POP OCCULTURE: JODOROWSKY REDUX

The New York Times of all places has just published an excellent overview of two seismic events that have rocked the Jodoverse, that being the expanded fictional universe where all the various works of maverick cinematic sorcerer and comic book auteur Alejandro Jodorowsky take place.

No, the news is not that the director of such legendary films as El Topo, The Holy Mountain, and Santa Sangre has made a second career writing hugely popular, beautifully illustrated European comic books such as Incal, Metabarons, and Technopriests. Rather, what drove the Journal of Record to devote so many precious column inches to the man is the arrival of two new cinematic projects: The Dance of Reality – Jodorowsky’s first new film in over two decades – and the documentary Jodorowsky's Dune, a chronicle of the Greatest Film Never Made. And yes, I include Kubrick's Napoleon in there.

From the Times:
Jodorowsky the filmmaker is legitimately back. "Jodorowsky’s Dune,” a documentary by the American director Frank Pavich about Jodorowsky’s two-year quest to adapt the Frank Herbert science-fiction novel, and “The Dance of Reality,” a trippy but big-hearted reimagining of the young Alejandro’s unhappy childhood in a Chilean town, will each make its stateside debut this spring (on March 21 and May 23). As the rapper Kanye West, whose “Yeezus” tour was inspired by “The Holy Mountain,” put it last November to a packed (and very likely perplexed) house at Brooklyn’s Barclays Center: “I don’t know if . . . y’all ever heard about Jodorowsky, the director. . . . Y’all don’t know who the [expletive] he is. . . . Everybody copied off him. . . . And there’s gonna be [expletives] in this arena in a few months dancing all sloppy off him.”
Anyone wondering what Jodorowsky has been doing since his previous movie, “The Rainbow Thief” — a bust of a Peter O’Toole-Omar Sharif vehicle from 1990 — would find the answer in his overstuffed apartment. Shelves of “The Incal,” “The Metabarons” and other comics he wrote line the entryway.
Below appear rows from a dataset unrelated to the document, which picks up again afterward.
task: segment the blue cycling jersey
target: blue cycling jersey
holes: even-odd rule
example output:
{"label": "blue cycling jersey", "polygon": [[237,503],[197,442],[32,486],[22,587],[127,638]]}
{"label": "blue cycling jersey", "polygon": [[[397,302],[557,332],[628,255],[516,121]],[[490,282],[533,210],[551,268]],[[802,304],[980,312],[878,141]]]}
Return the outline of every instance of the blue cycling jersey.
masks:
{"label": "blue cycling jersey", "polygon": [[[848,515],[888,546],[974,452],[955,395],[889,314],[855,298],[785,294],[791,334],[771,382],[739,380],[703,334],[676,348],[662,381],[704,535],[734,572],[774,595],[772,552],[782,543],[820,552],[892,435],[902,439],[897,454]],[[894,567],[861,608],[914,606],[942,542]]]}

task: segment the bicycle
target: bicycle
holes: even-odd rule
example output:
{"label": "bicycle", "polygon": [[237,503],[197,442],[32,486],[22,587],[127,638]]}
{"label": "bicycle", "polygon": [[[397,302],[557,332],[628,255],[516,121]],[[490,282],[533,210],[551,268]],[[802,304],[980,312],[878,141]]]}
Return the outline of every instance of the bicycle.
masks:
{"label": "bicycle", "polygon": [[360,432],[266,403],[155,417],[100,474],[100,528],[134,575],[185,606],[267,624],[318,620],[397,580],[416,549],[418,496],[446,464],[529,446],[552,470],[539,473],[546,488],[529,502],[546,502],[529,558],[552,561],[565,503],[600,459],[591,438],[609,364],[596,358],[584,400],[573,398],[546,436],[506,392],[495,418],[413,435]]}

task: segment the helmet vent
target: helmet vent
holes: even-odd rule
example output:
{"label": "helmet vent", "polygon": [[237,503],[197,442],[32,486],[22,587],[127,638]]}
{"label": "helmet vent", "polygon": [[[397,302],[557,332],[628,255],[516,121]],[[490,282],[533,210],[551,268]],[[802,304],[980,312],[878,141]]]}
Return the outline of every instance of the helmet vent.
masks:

Books on tarot, philosophy and religion are stacked eight rows high in his study. Posters of his films and portraits of his family decorate many of his walls.
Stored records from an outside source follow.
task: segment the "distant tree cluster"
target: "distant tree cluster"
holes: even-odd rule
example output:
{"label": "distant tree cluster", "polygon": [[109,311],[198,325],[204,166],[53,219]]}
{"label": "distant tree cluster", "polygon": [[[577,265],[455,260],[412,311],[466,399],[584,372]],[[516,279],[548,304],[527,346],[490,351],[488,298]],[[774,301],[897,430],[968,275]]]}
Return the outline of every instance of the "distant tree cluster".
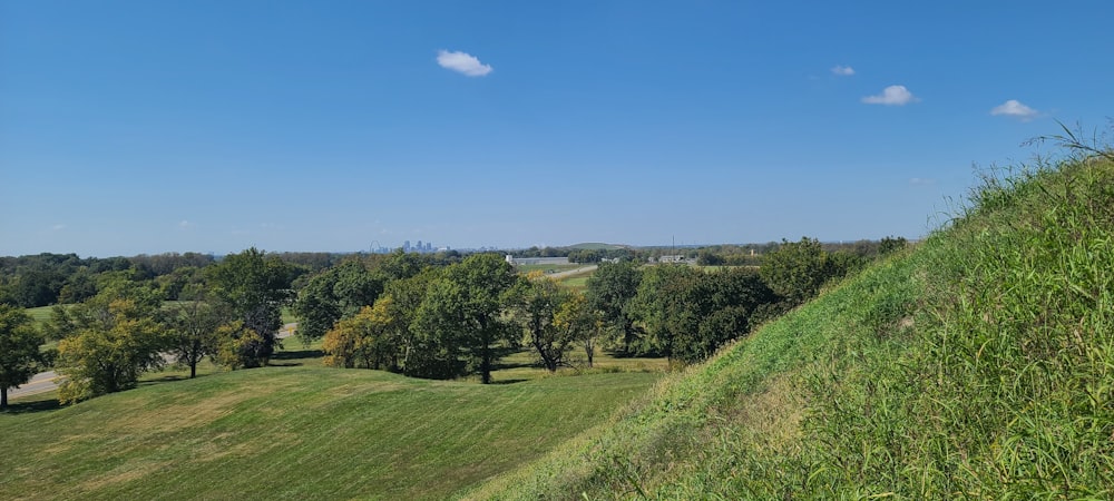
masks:
{"label": "distant tree cluster", "polygon": [[[716,269],[646,266],[629,249],[577,249],[578,259],[602,262],[584,292],[540,274],[519,275],[499,254],[251,248],[221,259],[0,258],[7,302],[0,303],[0,405],[8,389],[51,363],[66,377],[63,402],[135,387],[144,372],[168,362],[188,366],[190,376],[205,358],[229,369],[266,365],[281,344],[286,306],[300,318],[302,341],[323,340],[325,363],[340,367],[431,379],[475,374],[488,383],[498,360],[522,346],[548,371],[573,365],[576,350],[590,366],[600,347],[691,363],[869,257],[906,245],[887,237],[831,250],[802,238],[725,256],[725,246],[687,250],[710,266],[761,256],[760,268]],[[58,304],[63,299],[68,304]],[[50,303],[57,305],[41,331],[20,308]],[[45,338],[59,341],[57,353],[39,351]]]}
{"label": "distant tree cluster", "polygon": [[[326,271],[302,289],[294,311],[314,316],[315,327],[300,335],[310,341],[332,322],[321,333],[328,365],[431,379],[476,374],[488,383],[496,362],[524,343],[556,371],[595,327],[583,314],[583,295],[518,275],[498,254],[449,264],[412,256]],[[345,281],[374,284],[363,289],[373,294],[339,293]]]}
{"label": "distant tree cluster", "polygon": [[632,248],[584,248],[568,253],[573,263],[599,263],[603,261],[638,261],[642,255]]}
{"label": "distant tree cluster", "polygon": [[[618,352],[692,363],[866,264],[850,253],[830,253],[810,238],[762,249],[759,269],[604,264],[588,279],[587,299],[610,333],[604,338]],[[714,250],[722,248],[693,252],[701,264],[727,262]]]}
{"label": "distant tree cluster", "polygon": [[[116,262],[113,271],[98,269],[90,297],[52,308],[35,345],[58,340],[57,354],[26,358],[25,365],[40,370],[52,358],[65,377],[59,400],[135,387],[143,373],[168,362],[188,366],[190,376],[205,357],[232,369],[266,365],[278,343],[281,310],[293,299],[292,283],[302,268],[254,248],[204,267],[195,266],[202,262],[194,257],[163,257],[169,259],[140,256],[127,266]],[[160,266],[168,273],[150,272]]]}
{"label": "distant tree cluster", "polygon": [[194,274],[212,256],[196,253],[135,257],[80,258],[76,254],[0,257],[0,304],[33,308],[81,303],[107,285],[106,274],[131,271],[140,281],[156,281],[172,299],[195,283]]}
“I waited 22 years to make a film, but not sitting here in this seat,” he said to me in his baritone Spanish. “I did 40 books, 80 comics, theater performances, exhibitions of my drawings, tarot courses — ”
Yer old pal Jerky is absolutely tickled to see one of his personal heroes getting some well deserved attention after years of inexplicable neglect. I include here a photograph of one of the high points of my life, meeting Jodorowsky just over 10 years ago. We got a chance to talk briefly (after I toweled off the sweat I worked up standing in line two hours to shake his hand) and he was so much cooler and more amazing than I could have ever hoped he would be. They say meeting your heroes is a sure fire way to lose your respect for them. I'm happy to report this is not ALWAYS the case.